Q: There seems to be some momentum behind Croatia at the moment, with the country placing highly in fDi’s recent rankings – such as our Tourism Locations of the Future 2017/18 list – and attracting some significant investments. Does it seem that way to you, and if so, what’s behind it?
A: There’s definitely big momentum in Croatia regarding development. The past couple of years we have increased GDP. In 2017, the country is expected to have a 3% increase over annual rates, which is pretty good, one of the best in Europe.
Croatia is extremely popular tourism-wise. We saw huge development in the tourism sector in Croatia this year. We saw huge developments in hotel resorts, by domestic and foreign companies.
Also, other sectors are experiencing a significant boom. IBM decided to locate its client innovation centre in Zagreb, so currently it is hiring and expanding this centre. The total number is going to be around 500 people providing global service out of Zagreb. Ericsson is expanding its R&D facilities in Zagreb; Siemens has been present in Croatia for 20 years and still expanding.
Q: What do you feel is important or significant about an investment like IBM’s? What does it mean for what you’re trying to achieve?
A: It’s definitely good PR, because it was global visibility for Croatia, with IBM as a giant in the technology centre deciding to locate its centre in Zagreb. So this put us on the map of various other IT companies, which are seeing Croatia as the next destination. For example, Indian company Infosys established a presence in Croatia too.
Also, other sectors, such as pharmaceutical production and research and development in the pharma sector, are developing quickly, so hundreds of millions of euros are invested by foreign-owned companies. These are all knowledge-based hi-tech investments into different sectors, which is a huge shift from what we had 20 years ago, 10 years ago, when we were mostly production or service side.
Now new investments, especially since we joined the EU, shift toward more quality investments, so more technological centres and R&D centres, and also the significant investment in transportation was a new terminal of Zagreb airport that was opened in March this year.
Q: What factors do you think have led to being able to successfully attract these tech investments?
A: Croatia was always open to western markets, it is is conveniently located close to the major markets.

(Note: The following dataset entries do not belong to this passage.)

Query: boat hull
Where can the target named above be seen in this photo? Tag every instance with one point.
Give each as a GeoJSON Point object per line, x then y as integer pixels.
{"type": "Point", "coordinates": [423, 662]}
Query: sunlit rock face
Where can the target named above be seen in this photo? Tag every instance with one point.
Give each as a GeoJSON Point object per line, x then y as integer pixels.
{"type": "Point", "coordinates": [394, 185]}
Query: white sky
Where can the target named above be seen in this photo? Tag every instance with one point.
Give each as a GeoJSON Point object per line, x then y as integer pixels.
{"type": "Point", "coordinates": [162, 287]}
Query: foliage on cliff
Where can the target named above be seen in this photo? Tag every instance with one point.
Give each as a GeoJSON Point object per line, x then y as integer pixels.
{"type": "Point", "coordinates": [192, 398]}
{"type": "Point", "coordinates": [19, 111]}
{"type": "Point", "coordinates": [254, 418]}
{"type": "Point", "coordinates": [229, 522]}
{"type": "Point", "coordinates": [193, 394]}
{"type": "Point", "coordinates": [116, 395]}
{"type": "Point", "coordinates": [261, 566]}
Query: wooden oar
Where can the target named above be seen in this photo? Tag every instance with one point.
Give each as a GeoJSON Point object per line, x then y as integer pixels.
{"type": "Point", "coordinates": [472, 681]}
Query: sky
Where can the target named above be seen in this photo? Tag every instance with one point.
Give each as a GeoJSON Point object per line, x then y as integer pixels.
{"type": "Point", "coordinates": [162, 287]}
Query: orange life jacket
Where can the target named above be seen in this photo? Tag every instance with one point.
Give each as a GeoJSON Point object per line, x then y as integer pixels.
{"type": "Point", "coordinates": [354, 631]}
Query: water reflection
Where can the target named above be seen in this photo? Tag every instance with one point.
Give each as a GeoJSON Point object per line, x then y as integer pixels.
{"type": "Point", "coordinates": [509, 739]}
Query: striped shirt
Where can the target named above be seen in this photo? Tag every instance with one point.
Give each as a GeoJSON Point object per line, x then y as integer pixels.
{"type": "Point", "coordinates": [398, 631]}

And also we have good business environment at a very reasonable cost. For many industries, for example pharmaceutical or technology centres, we are the best cost location. We’re not the cheapest location (and we don’t want to be the cheapest) and we’re not the most expensive location.
So companies weighing the cost of doing business, and the quality of business infrastructure, the stability of the economy, and the stability of the political systems, will see that Croatia could be a good match for numerous businesses. There’s no perfect location, there’s no perfect country, but for many industries we provide a good set of terms.